Sweet Salt Air by Barbara Delinsky
My rating: 4 of 5 stars
Charlotte and Nicole have been best friends since they were about eight years old, but for the past ten years their friendship has been sustained mostly through brief emails and phone calls. Nicole doesn't know it, but about a month before her wedding, her husband-to-be and Charlotte got drunk and had a brief sexual encounter on a secluded beach. Both regretted it immediately, never spoke of it to anyone, and have avoided all contact with each other since then, but the guilt continues to strain their relationships with Nicole. Now Nicole needs Charlotte to come back to the island of Quinnipeague, Maine, for the first time since the wedding and interview locals and some regular summer visitors as part of a collaboration on a cookbook Nicole is writing. Charlotte sees it as her chance to atone for her sins and agrees.

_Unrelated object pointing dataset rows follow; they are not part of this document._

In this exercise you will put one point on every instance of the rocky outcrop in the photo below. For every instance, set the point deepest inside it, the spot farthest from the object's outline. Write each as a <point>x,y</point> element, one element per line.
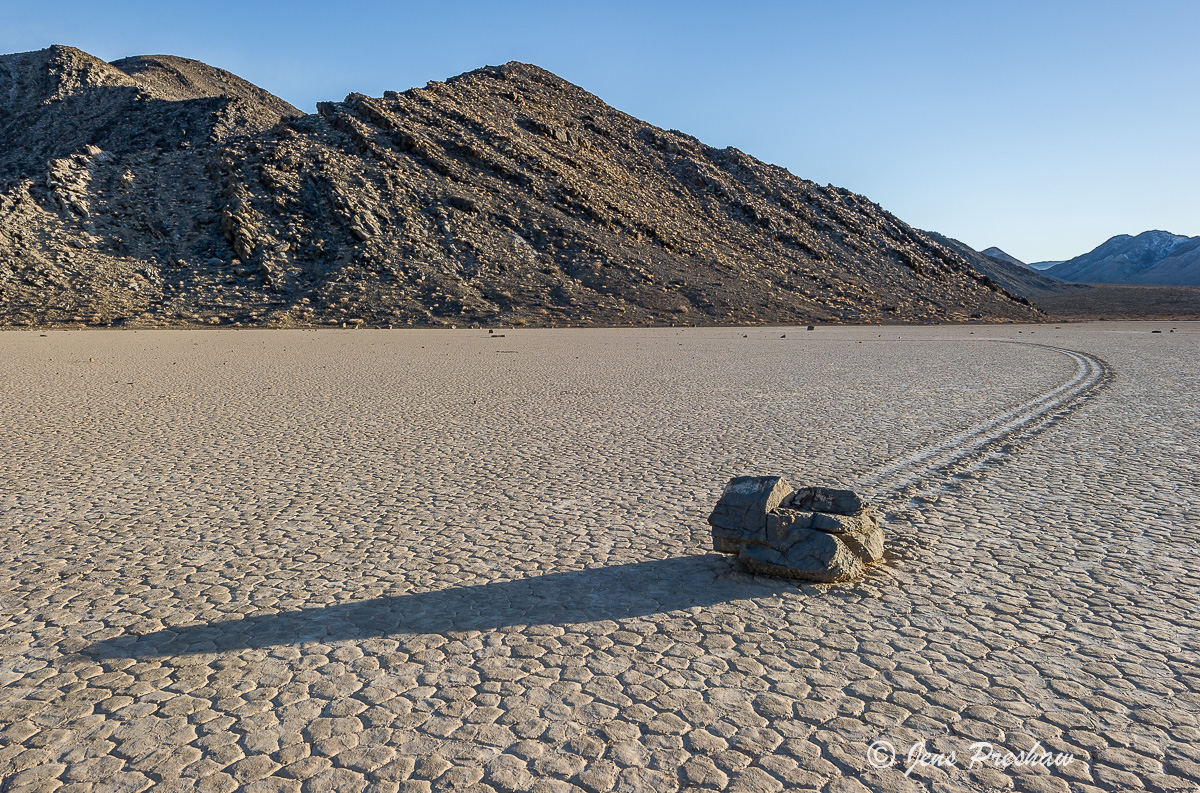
<point>813,534</point>
<point>503,196</point>
<point>1149,258</point>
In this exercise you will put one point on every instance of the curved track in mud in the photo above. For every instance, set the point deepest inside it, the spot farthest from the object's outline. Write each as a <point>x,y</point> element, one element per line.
<point>935,466</point>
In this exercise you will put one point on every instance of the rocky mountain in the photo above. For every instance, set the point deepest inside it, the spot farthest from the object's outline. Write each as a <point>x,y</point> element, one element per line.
<point>1151,257</point>
<point>1011,274</point>
<point>161,191</point>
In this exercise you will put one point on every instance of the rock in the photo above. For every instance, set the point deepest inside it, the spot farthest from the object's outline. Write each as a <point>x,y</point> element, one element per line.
<point>741,514</point>
<point>825,499</point>
<point>813,534</point>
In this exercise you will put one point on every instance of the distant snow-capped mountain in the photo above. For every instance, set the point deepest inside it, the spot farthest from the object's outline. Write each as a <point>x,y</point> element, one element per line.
<point>1151,257</point>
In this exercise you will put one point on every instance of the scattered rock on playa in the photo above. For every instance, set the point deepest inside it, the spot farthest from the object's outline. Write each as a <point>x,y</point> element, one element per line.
<point>814,533</point>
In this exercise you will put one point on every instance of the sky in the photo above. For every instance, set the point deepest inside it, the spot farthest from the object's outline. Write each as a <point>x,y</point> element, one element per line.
<point>1039,127</point>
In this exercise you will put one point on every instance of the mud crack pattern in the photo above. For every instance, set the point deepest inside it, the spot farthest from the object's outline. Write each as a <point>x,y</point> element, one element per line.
<point>406,562</point>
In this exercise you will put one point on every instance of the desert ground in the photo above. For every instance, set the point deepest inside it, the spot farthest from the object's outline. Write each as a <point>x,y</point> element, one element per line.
<point>358,559</point>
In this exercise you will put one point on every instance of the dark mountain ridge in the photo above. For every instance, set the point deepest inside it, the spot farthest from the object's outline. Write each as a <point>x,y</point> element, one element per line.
<point>1149,258</point>
<point>161,191</point>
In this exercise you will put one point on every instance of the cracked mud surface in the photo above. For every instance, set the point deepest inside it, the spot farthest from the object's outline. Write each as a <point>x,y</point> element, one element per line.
<point>281,560</point>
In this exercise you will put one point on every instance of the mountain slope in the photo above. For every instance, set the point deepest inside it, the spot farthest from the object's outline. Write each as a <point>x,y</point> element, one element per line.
<point>996,253</point>
<point>1149,258</point>
<point>161,191</point>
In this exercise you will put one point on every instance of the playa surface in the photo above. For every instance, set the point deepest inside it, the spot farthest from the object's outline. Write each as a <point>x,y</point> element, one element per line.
<point>339,560</point>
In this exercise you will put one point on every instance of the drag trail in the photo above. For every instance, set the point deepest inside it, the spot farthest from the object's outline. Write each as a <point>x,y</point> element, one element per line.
<point>936,466</point>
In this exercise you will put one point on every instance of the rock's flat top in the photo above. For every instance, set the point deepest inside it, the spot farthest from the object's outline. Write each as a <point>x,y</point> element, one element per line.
<point>433,556</point>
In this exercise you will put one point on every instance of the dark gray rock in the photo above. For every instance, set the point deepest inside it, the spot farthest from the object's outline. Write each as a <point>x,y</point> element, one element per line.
<point>741,514</point>
<point>826,499</point>
<point>813,534</point>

Nicole is grateful for the writing help as well as for the moral support as she tries to prepare the family's summer home for sale now that her father has died and her mother can no longer bear to visit without him. However, the effort of keeping a secret from Charlotte is too much for Nicole, and in no time at all she blurts out the burden she's been carrying alone for four years: her brilliant surgeon husband, Julian, has been diagnosed with multiple sclerosis, and the treatments aren't working to stop the progression of his disease. Julian hasn't allowed Nicole to tell anyone--not her mother, not his kids, not his parents, not his friends, and not his colleagues--for fear that it would end his career.

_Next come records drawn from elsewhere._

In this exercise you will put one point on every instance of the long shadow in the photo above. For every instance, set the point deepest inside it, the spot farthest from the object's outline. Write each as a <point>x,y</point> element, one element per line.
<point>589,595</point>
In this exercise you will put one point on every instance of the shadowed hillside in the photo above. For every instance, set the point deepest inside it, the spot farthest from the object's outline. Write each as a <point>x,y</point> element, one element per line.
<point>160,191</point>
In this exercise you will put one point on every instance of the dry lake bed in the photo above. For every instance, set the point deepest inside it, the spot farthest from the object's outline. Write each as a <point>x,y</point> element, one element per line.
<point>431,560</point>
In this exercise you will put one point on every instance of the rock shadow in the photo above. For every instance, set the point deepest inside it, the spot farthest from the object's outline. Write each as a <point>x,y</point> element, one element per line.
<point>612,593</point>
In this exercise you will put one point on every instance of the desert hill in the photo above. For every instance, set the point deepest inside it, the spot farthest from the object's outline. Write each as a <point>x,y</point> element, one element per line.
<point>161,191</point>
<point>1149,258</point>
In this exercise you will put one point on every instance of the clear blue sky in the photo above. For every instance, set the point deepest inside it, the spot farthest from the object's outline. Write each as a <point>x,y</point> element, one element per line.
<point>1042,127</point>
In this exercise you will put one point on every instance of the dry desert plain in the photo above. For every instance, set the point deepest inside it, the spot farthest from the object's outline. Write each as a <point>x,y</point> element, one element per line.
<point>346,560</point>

One of the locals Charlotte would like to interview for the book is Cecily Cole, whose garden is the source of most of the herbs on the island and is viewed with awe and not a little superstition, but Cecily is dead, and her son refuses to participate. However, Charlotte cannot resist the lure and sneaks down to the property one night when she can't sleep, only to discover Leo on a ladder attempting to fix a large, heavy shutter by himself. Leo does not welcome her presence but does let her help him fix the shutter. Over Nicole's strenuous objections, Charlotte returns night after night, slowly getting to know the infamous local bad boy...who it turns out is not actually all that bad.
I loved this book. It's a great example of "women's fiction": romance is a very strong element, but the central focus of the novel is the friendship between Charlotte and Nicole. It's very much a character-driven story, with the island itself feeling like another character, as it's shaped so much of their lives. (Not to mention the near-mystical properties of Cecily's herbs.)
For readers' advisors: character and setting doorways are strongest. A little swearing and plenty of sex scenes, although nothing too terribly explicit--more often than not just telling readers how often and where Leo & Charlotte are getting busy.